NOW what the fuck is that, is that not like a movie? Would I EVER have done anything like that before? no. not on your life...because I was too shy...possibly? because I didn't have the motivation...perhaps....because I would have felt like a sleaze and there is NOTHING like talking to girl knowing that you're not after sex and you don't need it? I don’t know - I don’t know why it happened - I don’t even know where my brain was when it happened I was totally in my own world before we started talking and I didn’t even MEAN to start talking to her (as crazy as that sounds)
and the best thing, and I swear on my life over dinner she shows me a picture of her at a playboy body painting thing. It didn’t turn me on or anything, body painting doesn’t - but I mean, why did she show me that, how did she know I wasn’t a maniac pervert?! PLUS...I don’t ever recall a period in my life where I met a girl in a damn supermarket convinced her not to buy her food in there and took her for dinner instead....in fact....it sounds like the smoothest thing I ever heard and if I saw it in a movie I’d call bullshit!
WHAT IS GOING ON?
Something has changed in me and I can’t put my finger on it but...it’s fucking great and I have to at least in part attribute it to my efforts with NoFap.

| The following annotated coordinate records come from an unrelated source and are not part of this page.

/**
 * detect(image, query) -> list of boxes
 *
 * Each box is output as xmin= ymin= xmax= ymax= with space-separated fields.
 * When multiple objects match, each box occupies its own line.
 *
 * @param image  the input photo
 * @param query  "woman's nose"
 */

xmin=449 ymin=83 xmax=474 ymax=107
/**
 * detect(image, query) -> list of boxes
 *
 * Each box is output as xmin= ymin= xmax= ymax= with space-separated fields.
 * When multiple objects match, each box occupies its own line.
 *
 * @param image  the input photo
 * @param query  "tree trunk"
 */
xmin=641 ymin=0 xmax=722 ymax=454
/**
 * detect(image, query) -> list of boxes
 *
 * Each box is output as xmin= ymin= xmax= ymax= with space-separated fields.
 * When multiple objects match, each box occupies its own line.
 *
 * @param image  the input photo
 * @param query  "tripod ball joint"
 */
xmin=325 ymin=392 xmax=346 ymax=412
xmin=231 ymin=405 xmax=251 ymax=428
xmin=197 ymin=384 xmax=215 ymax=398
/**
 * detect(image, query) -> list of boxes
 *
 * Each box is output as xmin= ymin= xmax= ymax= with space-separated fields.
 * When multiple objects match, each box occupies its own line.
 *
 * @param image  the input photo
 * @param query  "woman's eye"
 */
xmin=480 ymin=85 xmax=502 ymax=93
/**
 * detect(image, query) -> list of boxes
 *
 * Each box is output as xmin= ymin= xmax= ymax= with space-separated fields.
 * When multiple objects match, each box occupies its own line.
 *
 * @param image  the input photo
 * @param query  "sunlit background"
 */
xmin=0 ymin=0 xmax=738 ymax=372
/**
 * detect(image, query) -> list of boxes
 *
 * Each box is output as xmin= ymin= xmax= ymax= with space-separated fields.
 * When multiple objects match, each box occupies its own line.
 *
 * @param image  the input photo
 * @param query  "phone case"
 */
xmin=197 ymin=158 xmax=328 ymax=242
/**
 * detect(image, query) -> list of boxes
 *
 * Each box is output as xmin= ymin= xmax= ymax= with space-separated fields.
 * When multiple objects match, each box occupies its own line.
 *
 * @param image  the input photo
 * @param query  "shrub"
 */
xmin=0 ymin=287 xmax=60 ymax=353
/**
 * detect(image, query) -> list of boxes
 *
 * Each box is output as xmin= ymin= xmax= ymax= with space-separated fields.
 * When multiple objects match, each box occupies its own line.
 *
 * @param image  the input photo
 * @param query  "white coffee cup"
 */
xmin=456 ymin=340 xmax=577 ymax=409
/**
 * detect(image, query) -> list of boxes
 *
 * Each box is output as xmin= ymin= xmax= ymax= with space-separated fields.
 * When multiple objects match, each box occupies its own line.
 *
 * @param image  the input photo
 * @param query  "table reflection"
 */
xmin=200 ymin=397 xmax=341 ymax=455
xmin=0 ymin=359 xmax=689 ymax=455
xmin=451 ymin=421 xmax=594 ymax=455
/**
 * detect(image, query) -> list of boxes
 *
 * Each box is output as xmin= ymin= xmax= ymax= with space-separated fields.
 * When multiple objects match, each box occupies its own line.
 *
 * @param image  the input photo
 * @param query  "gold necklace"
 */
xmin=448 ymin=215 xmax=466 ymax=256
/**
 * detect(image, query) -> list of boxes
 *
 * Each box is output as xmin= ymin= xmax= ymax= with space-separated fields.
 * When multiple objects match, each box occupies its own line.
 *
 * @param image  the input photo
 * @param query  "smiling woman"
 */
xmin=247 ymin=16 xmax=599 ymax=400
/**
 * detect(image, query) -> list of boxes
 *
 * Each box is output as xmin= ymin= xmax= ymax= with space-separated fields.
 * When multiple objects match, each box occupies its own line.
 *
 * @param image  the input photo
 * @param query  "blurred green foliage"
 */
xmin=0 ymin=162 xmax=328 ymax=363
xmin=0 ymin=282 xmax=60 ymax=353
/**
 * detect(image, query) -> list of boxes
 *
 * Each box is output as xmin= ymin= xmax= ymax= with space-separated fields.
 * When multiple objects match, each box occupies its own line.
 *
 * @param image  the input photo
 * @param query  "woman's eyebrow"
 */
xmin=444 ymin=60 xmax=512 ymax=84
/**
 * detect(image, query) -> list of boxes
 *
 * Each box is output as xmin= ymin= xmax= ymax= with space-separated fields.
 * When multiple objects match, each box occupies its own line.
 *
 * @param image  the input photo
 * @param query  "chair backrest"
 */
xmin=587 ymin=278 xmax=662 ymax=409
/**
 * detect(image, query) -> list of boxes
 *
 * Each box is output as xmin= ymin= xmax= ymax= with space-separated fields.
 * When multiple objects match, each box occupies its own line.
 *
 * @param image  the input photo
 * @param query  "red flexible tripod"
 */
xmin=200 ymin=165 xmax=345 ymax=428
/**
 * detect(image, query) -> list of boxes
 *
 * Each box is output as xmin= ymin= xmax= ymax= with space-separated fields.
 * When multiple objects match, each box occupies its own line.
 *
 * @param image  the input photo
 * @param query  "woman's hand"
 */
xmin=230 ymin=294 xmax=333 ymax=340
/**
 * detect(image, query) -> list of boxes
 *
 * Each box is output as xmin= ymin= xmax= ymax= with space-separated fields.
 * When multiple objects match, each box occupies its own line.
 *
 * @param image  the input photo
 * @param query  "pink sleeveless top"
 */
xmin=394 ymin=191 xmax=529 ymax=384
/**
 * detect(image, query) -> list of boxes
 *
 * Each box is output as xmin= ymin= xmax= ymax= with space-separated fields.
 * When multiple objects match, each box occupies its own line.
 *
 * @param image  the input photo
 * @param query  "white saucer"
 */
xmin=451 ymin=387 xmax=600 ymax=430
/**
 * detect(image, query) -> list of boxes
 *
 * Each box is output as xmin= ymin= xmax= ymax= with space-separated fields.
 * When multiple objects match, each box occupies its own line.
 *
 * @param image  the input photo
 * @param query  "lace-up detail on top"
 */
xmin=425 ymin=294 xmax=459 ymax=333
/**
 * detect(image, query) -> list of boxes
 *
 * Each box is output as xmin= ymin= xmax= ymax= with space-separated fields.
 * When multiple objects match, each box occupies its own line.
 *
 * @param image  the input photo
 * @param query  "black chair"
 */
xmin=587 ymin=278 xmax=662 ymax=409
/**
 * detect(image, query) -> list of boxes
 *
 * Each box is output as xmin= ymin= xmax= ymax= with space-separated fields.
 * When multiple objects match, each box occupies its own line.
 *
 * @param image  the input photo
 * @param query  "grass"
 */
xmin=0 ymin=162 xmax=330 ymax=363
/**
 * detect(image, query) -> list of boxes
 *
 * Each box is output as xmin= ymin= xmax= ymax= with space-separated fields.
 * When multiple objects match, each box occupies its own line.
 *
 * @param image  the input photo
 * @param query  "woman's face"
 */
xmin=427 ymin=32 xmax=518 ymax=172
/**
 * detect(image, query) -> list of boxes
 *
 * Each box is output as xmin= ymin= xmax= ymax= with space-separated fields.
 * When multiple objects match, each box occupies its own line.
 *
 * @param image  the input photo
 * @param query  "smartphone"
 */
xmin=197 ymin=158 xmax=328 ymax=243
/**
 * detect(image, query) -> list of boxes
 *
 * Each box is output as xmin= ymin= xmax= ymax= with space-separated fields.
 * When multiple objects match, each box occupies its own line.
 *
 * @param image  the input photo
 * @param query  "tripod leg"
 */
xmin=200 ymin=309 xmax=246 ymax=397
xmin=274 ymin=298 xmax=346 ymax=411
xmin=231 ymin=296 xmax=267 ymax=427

I’m not going to give you any advice, you know how to do this, keep your hands off your shit.
What I can tell you is I feel a million times better.
I CANNOT tell you if it’s helped with my occasional PE because I’m not having regular sex but frankly I don’t care anymore, I wanted to be free of sex, and free of porn and free of lust and right now today that’s what I am. When I meet someone special or even someone I want to have a fling with sex will be like a fucking teeenie tiny part of a much bigger interpersonal experience just as it should be.
Ask me what you like, sorry for the long rambling stupid post, kinda been a long weird day.
Keep at it guys, porn is seriously worthless and frankly dumb.